# Browser Automation with Selenium

This notebook contains a short tutorial for scraping with the Selenium toolkit.

We will be scraping `quotes.toscrape.com`, a wonderful page for practicing more advanced scraping techniques.

In [None]:
# imports
import requests
from selenium import webdriver
from selenium.webdriver.common.by import By

## When static scraping fails:

The following webpage is generated dynamically by `javascript`.
We can see the script source in this page, but this is often not the case:

In [None]:
from bs4 import BeautifulSoup

url = "https://quotes.toscrape.com/js/"
page = requests.get(url)
print(BeautifulSoup(page.text).body.prettify())

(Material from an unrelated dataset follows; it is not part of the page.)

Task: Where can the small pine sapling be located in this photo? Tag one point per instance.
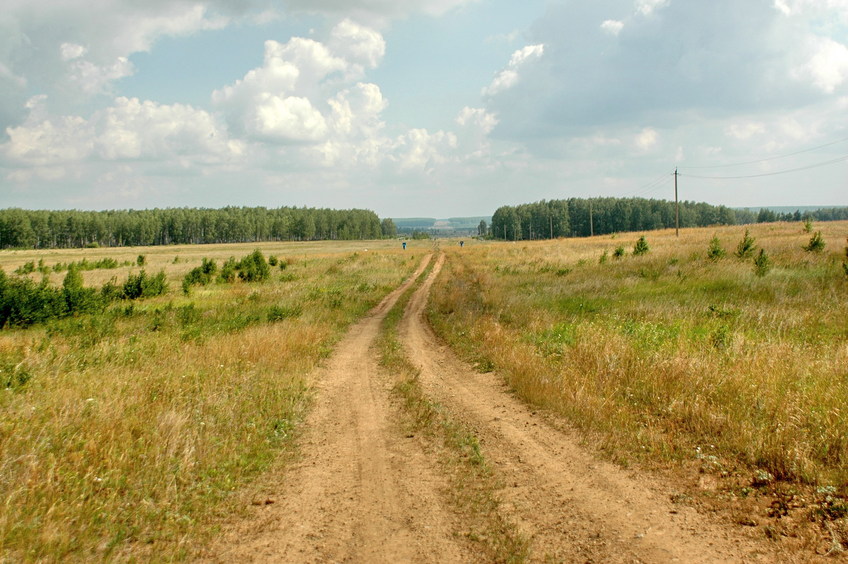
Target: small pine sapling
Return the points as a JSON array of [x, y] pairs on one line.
[[816, 244], [762, 264], [715, 250], [641, 247], [746, 247]]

## Instantiating the WebDriver

When we call the `webdriver.Chrome()` method, if we have the webdriver properly installed, an automated Chrome instance should appear!


In [None]:
driver = webdriver.Chrome()
driver.get(url)

Let's select all of the quote-boxes that have the tag "life".

In [None]:
# This returns a list of elements that have the CSS class 'quote'
quote_boxes = driver.find_elements(
    By.CLASS_NAME, 'quote')

In [None]:
# Let's navigate the first element to recognize a pattern
# Selecting the first div
quote_box = quote_boxes[0]
# Selecting the container div for the tags
tags = quote_box.find_element(By.CLASS_NAME, 'tags')
# Getting the tag names
[
    tag.text for tag
    in tags.find_elements(By.TAG_NAME, 'a')
]

In [None]:
# Some crazy list filtering
life_quotes = [
    quote for quote in quote_boxes if                     # unpack quote_boxes
    'life' in [tag.text for tag in                        # check if 'life' is in
               quote.find_element(By.CLASS_NAME, 'tags'). # the list of tags
               find_elements(By.TAG_NAME, 'a')]           # like we obtained before
]
life_quotes

In [None]:
# Let's put that into a function
def filter_quotes_by_tag(driver, tag):
    quote_boxes = driver.find_elements(By.CLASS_NAME, 'quote')
    tagged_quotes = [
    quote for quote in quote_boxes if                     # unpack quote_boxes
        tag in [t.text for t in                           # check if tag is in
               quote.find_element(By.CLASS_NAME, 'tags'). # the list of tags
               find_elements(By.TAG_NAME, 'a')]           # like we obtained before
    ]
    return tagged_quotes

## Simulating Clicks

We can use the `.click()` property of any element to 'click' on it.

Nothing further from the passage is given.